By their own admission, "not only does Google collect your name and email address, Google also collects your physical address, your exact location, your contacts, advertising data, product interaction, search, and browsing history." [1] And that's Chrome (a Safari wrapper at that moment) on iOS. You may assume they collect at least as much on platforms they own.

[1] https://techstartups.com/2021/03/18/google-finally-revealed-...


But Chrome is not "collecting" this information secretly. Users are voluntarily giving this information to associate with their Google account. Chrome "collects" your physical address because it gives you the option of saving what "Home" is to your account, and a lot of people like that feature, so they use it.


That's not the point in this discussion, IMO.

Besides which, we probably differ a great deal about "voluntarily giving." To me, it sounds like the defense of the mob. "These people gave us their money voluntarily. Ask them!"

> Chrome "collects" your physical address because

Because it reads your IP address and Wifi access point, and can compare that to a list of known ip addresses and access points, which they collect with their Maps cars.


Voluntary is a tricky word. Choice isn’t binary, in fact it’s not even discrete.

They’re subtly, in millions of ways, most predating the Internet, manipulated into making that choice. And, more importantly, believing they willingly made that choice.

Consumer behavior is complex and is the result of hundreds of years of technology and economic growth. If I plop some hypothetical human who is on his first day on Earth, he probably wouldn’t make that choice.


At some point, the user has to take responsibility. If you ask Google to save your home address, you can't then turn around and go "Chrome is collecting my physical address!!"
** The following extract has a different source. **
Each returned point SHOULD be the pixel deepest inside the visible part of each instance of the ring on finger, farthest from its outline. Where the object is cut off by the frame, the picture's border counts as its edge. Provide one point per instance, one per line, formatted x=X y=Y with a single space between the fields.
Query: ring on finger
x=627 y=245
The responsibility can, and should, be spread between all responsible parties, not just concentrated at the end-point.

This requires a reframing of how responsibility is thought about in the US, but we do think this way sometimes. We kneecapped many industries we’ve felt have influenced poor choices in individuals.


Why not both?

Chrome consistently pushes to make it easier for websites to track you -- by being the slowest browser to incorporate privacy protections like third-party cookie isolation, by eliminating extension APIs used by ad/tracker blockers, and by adding new features which expose more fingerprinting surface to websites. This disproportionately benefits Google because Google runs some of the largest web tracking networks (reCaptcha, Google Analytics, AdSense, etc). Even if Chrome was separate from Google, Google (along with other ad companies) could probably keep paying them to sabotage users' privacy.

Chrome also directly uploads a lot of data to Google. It's technically possible to use Chrome without syncing your browser history to your Google account, but a surprising number of people I know mysteriously managed to turn on sync without knowing it. Other Chrome data-collection initiatives, like Core Web Vitals, also provide a lot of value to Google's other businesses. Those are other products that Google could pay directly for.


Is that a distinction without a difference from an end user perspective?

Chrome’s defaults are the main reason anybody is tracked by cross-site cookies any more, and that tracking massively and directly benefits Google’s business.